ESG: Now is the time to show your true colours
Nash Squared Chief People Officer, Melanie Hayes, looks at why now is the time to focus on your environmental, social and governance credentials, and the benefits of doing so.
ESG has shot up the agenda for businesses, both as a reputational issue and a driver of employee engagement and motivation. It has become a key element of corporate strategy and identity.
Precisely because it is so important, it’s essential that ESG initiatives are authentic rather than a matter of corporate box-ticking. True ESG is not about doing the things you have to do for regulatory or compliance reasons – it’s about the things that no one has asked you to do but you do them anyway because it’s become part of who you are as an organisation.
When you do such things – whether that’s around diversity & inclusion, working practices and flexibility, environment and sustainability – you show your true colours as a business. Because it’s authentic, it’s so much more powerful as a result.
ESG under pressure?
Recently, there has been something of a retrenchment in some respects regarding ESG. Cost of living pressures, high inflation, rising interest rates – all these things are putting pressure on businesses and individuals alike. Understandably in such circumstances, there can be a temptation to cut back the focus and effort around ‘discretionary’ areas like ESG.
For businesses, the environmental and decarbonisation aspects of ESG in particular can come with an upfront cost. Putting these on the backburner becomes more attractive to some.
We have seen this in the public arena too where there has been some push back against green policies that have a cost. For example, London’s ultra-low emission zone (ULEZ) became a significant factor in recent local elections. There is an ongoing question about how much as a society we’re all actually prepared to pay for the low carbon agenda.
Meanwhile, increasing numbers of employers are beginning to take a firmer line on the working model, requiring employees to come into the office a specified number of times a week. There is a good argument for this, as undoubtedly being present with colleagues in the office generally improves collaboration and frequently results in things getting done faster. It also aids on the job learning and strengthens the sense of team culture.
However, I also believe that it’s essential for businesses to retain enough flexibility so that colleagues can find the right balance for themselves individually, enabling them to work to their full potential whilst managing personal responsibilities too. The mandating of office presenteeism should not be pushed too far – there’s a fine line to find, which will vary between each and every organisation depending on the nature of its business, its culture and other factors.
A real return on investment
While the debate about aspects of ESG is understandable and important, we feel strongly as a business that it’s essential to keep investing in and living by the values that ESG represents.
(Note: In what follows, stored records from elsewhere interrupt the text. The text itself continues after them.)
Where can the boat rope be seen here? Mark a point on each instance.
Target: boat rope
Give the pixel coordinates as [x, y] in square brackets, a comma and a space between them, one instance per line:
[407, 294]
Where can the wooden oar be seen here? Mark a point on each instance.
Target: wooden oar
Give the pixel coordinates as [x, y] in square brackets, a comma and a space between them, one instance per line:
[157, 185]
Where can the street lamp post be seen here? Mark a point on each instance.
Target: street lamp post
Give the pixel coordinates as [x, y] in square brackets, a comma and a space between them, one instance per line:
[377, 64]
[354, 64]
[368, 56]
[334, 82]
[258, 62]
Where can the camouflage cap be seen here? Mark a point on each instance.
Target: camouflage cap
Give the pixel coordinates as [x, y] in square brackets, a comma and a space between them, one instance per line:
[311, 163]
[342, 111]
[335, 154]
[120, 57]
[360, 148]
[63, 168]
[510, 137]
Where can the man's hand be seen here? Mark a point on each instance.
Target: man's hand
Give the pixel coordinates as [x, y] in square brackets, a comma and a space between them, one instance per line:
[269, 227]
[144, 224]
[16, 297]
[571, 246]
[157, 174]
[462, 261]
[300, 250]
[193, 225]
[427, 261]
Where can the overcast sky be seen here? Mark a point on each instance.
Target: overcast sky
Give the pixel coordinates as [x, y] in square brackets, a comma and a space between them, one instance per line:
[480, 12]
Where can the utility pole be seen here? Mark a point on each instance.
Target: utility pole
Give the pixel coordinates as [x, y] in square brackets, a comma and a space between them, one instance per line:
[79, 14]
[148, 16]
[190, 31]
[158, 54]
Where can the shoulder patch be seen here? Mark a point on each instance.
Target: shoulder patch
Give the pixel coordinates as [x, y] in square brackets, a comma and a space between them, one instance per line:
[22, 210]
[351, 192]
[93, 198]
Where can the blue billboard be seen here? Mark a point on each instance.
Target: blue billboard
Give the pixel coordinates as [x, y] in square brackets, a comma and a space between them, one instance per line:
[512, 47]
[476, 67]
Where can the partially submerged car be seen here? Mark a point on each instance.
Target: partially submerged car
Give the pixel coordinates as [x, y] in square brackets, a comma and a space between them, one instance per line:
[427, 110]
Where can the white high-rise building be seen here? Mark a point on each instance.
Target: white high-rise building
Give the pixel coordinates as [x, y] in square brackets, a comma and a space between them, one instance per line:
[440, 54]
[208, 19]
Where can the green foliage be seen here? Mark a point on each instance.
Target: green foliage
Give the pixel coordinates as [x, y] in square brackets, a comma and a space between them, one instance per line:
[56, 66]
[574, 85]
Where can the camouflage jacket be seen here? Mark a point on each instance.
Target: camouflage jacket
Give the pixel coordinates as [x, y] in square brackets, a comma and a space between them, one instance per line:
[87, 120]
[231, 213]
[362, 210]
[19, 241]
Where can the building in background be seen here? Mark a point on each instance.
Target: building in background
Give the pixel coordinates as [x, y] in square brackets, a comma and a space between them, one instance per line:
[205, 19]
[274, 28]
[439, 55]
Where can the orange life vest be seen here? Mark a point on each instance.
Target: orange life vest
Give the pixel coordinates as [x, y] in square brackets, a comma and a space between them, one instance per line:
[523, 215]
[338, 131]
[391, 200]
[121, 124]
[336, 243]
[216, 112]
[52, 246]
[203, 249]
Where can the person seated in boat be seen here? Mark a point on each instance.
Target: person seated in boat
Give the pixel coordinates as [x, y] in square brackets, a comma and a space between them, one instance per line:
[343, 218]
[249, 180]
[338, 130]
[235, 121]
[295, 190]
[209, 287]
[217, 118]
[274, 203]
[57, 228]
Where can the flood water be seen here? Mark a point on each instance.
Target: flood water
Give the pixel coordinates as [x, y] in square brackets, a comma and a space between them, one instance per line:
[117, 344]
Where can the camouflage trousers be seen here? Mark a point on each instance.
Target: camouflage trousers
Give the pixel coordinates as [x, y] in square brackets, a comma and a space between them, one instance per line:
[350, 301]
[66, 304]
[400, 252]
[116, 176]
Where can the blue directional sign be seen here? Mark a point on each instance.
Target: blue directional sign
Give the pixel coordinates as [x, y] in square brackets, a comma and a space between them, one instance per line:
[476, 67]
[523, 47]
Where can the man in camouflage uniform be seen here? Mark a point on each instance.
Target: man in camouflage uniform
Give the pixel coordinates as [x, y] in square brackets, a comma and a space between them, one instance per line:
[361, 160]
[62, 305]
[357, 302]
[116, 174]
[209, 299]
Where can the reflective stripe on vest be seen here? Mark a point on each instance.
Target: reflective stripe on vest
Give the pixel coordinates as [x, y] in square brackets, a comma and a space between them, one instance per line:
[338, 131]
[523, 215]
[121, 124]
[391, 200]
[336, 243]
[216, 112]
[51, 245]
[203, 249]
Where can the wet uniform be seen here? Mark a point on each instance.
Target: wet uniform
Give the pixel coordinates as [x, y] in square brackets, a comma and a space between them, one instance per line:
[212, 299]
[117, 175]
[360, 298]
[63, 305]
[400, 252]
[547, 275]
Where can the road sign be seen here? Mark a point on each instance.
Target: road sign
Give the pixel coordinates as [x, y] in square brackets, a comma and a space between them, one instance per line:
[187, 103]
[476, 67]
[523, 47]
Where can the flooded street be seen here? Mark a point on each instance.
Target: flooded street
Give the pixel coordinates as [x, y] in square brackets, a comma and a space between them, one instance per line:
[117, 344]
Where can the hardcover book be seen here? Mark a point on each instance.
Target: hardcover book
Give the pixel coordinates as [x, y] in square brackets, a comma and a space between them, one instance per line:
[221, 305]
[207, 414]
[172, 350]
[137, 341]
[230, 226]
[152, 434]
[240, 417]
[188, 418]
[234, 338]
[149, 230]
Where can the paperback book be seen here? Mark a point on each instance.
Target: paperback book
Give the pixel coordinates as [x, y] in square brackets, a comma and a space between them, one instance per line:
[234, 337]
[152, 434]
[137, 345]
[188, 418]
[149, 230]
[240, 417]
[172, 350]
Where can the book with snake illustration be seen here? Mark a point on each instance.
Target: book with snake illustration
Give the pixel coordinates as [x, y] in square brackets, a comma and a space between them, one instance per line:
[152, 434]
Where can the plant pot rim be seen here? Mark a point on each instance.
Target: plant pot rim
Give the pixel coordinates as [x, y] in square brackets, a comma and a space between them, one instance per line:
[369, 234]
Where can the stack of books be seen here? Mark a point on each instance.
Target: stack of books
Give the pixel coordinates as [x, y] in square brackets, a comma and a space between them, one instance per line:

There may be an upfront cost – but it’s a bit like investing in improvements to a property: the cost of ownership will fall over time and eventually will pay for itself.
For example, ESG that improves a company’s environmental footprint should create a more sustainable cost base; activities that build inclusion and a stronger team culture are likely to lower recruitment and retention costs and increase productivity.
At Nash Squared, we’ve got a roadmap for the future that we’ve recently reported our progress against in our second Sustainability Report. In it, we give more detail on our low carbon journey and set out how, through a range of measures, we are on track to hit zero scope 1 & 2 carbon emissions (our own direct emissions and those from purchased electricity and other energy) by 2030.
However, we recognise that this is in many ways the ‘easy part’ – it will take much longer (to 2050) to achieve full net zero through eliminating scope 3 emissions (all emissions in our value chain) as well. Achieving this will be a long-term project over the next twenty-five years. It’s important to stay committed to this and recognise that whilst it creates costs, it will also create savings.
But just as important are the people-based activities such as the employee networks that we have developed across the business.
These networks and communities are incredibly important because, if you have mechanisms in place that help to foster an environment that is inclusive and diverse, you’re actually making a positive difference for everyone – because we all have our own characteristics and traits that differ from others and recognising and valuing those different perspectives creates an environment where everyone can thrive.
Once again, setting up networks and building their momentum does require some investment (both financial and in terms of time and resource). This can lead to challenge or questioning from some colleagues who are concerned that too much time or money will be spent on minority groups rather than the whole. You have to challenge yourself – are we spending the right amount of time/money on this? – and also make sure that there is a payoff for everyone.
Make sure everyone is invited to participate in specific activities, for example. Communicate openly, share highlights and successes – make sure everyone feels involved and give them an opportunity to feed back and contribute. You’re likely to find that, gradually, your networks have a magnifying effect and improve inclusion and morale across the board.
Keep aiming higher
Whilst we are pleased about the impact of our ESG strategy, there is always more to do. For example, we recognise that we need to push harder to increase the representation of women at the top end. Although nearly half (43%) of our workforce globally is female, this falls to 36% at senior leader level. So we have recently launched a Women in Leadership programme to try to address this over time.
Prioritising and driving ESG forward is not always easy. It takes determination and faith. You also need to approach it with discipline, running it as a business project in order to move the agenda on and see results.
My advice is - don’t give up on ESG when outside factors make it harder. Show your true colours and keep committed to the values that make you who you are.